We were getting nervous. After some brainstorming, we came up with two ideas. First we included a “cluster factor” in the optimizer. The user can change this parameter to any value between 0 and 1. 0 means close to the current static routes, 1 means a complete dynamic result. Our second idea was to have a workshop with a competition element: let teams of planners plan against each other with the challenge “what is the best implementable plan.” Planners would have a chance to change and experiment with the cluster-factor and some other parameters. During this workshop, teams started to convince each other on why a certain solution was feasible and acceptable, rather than debating with us about the quality of the data and the optimizer. The final result was that Coca Cola started with the cluster-factor close to 0, but this factor increased quite fast towards 1.
This anecdote is a typical example of how Operations Research works in practice. We are all focused on obtaining optimal results, taking more and more restrictions and data into account, applying the latest modelling techniques and checking robustness. This is all very true, but we (including myself) greatly underestimate the mindset of the people involved in logistic processes. Similarly, we assume that all data is well organized and has perfect quality. As a result, I have seen various failures of great operations research projects, where the optimization result was perfect, at least in theory.
Econometricians are very good at coming up with brilliant solutions for the wrong problem.
Econometricians are very good at coming up with brilliant solutions for the wrong problem. They make five big assumptions first and then start calculating with five digits behind the dot (quote Prof. Den Hertog). A company supervisor of a master student last week said to me: “It is better to be roughly right than exactly wrong.” We always claim to go from Good to Great (also the title of a leading management book), but we econometricians have to learn to go down from Great to Good. Try to get something in place and running first before you switch on all the whistles and optimizers. Walk before you run. Avoid big bangs in the implementation process and go for continuous improvement projects.

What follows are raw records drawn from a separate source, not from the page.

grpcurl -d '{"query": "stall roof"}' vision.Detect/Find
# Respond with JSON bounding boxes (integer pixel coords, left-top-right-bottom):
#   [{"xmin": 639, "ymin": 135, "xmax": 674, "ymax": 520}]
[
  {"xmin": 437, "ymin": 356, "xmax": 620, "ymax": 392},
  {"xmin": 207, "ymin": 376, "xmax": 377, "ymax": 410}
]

How did the situation at Coca-Cola end? The implementation was very successful at last. They achieved 45 million dollars in yearly savings, increased customer satisfaction and had considerable emission improvements. The project became a finalist for the prestigious Frans Edelman Award (for best operations research implementation world-wide) and is currently implemented in all continents, with over 17,000 trucks and drivers involved. They have implemented new optimization solutions, e.g., for loading, for maintenance and warehouses. So, if you receive a nervous phone call on a Monday afternoon, try to think small instead of big. Sometimes you need to start with something Good, before you can make a big leap towards Great.